Technical Overview of Popular Software Data Recovery Procedures - Technibble
Technibble
Shares

Technical Overview of Popular Software Data Recovery Procedures

Shares

In this article, Deepspar have written an advanced guide aimed at educating technicians on the pros and cons of popular software data recovery methods. DeepSpar’s primary line of business is manufacturing and resale of professional data recovery equipment. They have been doing applied research on various data recovery techniques of hard disk drives since 2001.

In this article, you can learn about:

  • Common symptoms and causes of read instability problems.
  • The risks involved when connecting drives directly to Windows or OS X, and a way to mitigate them.
  • Different operating modes, advantages, and disadvantages of logical recovery software.
  • In-depth benefits and limitations of GNU ddrescue.
  • Bad sector repair tools and why they should not be used for data recovery purposes.
  • The importance of customer communication.


 
In this guide we will outline the most important technical aspects that should be taken into account when recovering data from unstable hard disk drives with software tools. This is an advanced guide written for technicians who are already familiar with basic software data recovery procedures. We will explain the in-depth pros and cons of common software recovery methods to help technicians make informed choices with their drives. There are exceptions to virtually everything in data recovery, so we will be talking about average cases involving average drives.

First, we must explain what hard drive instabilities are. A drive is unstable or degraded when it is no longer capable of processing standard commands in a predictable manner. Every drive will present a unique mix of symptoms: it could have bad sectors; it could go offline and stop responding randomly; it could stop responding upon hitting a bad sector or receiving a particular command; it could respond many times slower than normal, or any combination of the above.
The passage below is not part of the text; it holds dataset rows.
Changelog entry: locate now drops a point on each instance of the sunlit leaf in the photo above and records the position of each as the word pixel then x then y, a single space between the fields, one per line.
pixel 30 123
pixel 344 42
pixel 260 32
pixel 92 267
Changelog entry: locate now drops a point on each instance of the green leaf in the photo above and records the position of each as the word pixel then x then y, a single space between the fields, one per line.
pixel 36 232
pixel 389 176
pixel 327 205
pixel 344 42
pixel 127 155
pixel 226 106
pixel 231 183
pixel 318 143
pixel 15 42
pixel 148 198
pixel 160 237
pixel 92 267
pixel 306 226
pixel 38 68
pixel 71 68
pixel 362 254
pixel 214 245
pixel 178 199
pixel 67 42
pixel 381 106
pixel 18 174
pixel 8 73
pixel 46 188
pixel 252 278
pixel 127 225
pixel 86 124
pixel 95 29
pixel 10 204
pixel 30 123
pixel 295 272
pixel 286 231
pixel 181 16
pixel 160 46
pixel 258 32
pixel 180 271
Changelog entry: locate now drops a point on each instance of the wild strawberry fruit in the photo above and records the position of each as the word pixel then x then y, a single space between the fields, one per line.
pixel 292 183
Bad sectors are the most common symptom shown by unstable drives. Intuitively, the name “bad sectors” implies that there are simply some bad areas on the drive’s platters; however, that is not necessarily the case. Bad sectors can be caused by a combination of different problems, such as

  • degraded read/write heads
  • electronic instabilities (PCB)
  • firmware exceptions
  • platter degradation

Physical degradation of the drive (heads and/or platters) is by far the most common reason for appearance of bad sectors on modern drives.

Unfortunately there isn’t any way to determine the underlying problem with software tools. Bad sectors will all be processed by software tools exactly the same way, regardless of what’s actually causing them to appear. It can sometimes be impossible to diagnose the cause even with a full lab of professional equipment.

No matter the underlying reason, once a drive develops bad sectors, it will only get worse the more it is used. Our main goal in working with these drives is to save the data to a healthy drive before the original drive suffers a more serious failure, such as a complete crash of the read/write heads (most common), severe platter damage, heavy firmware corruption, or electronic failure of the PCB.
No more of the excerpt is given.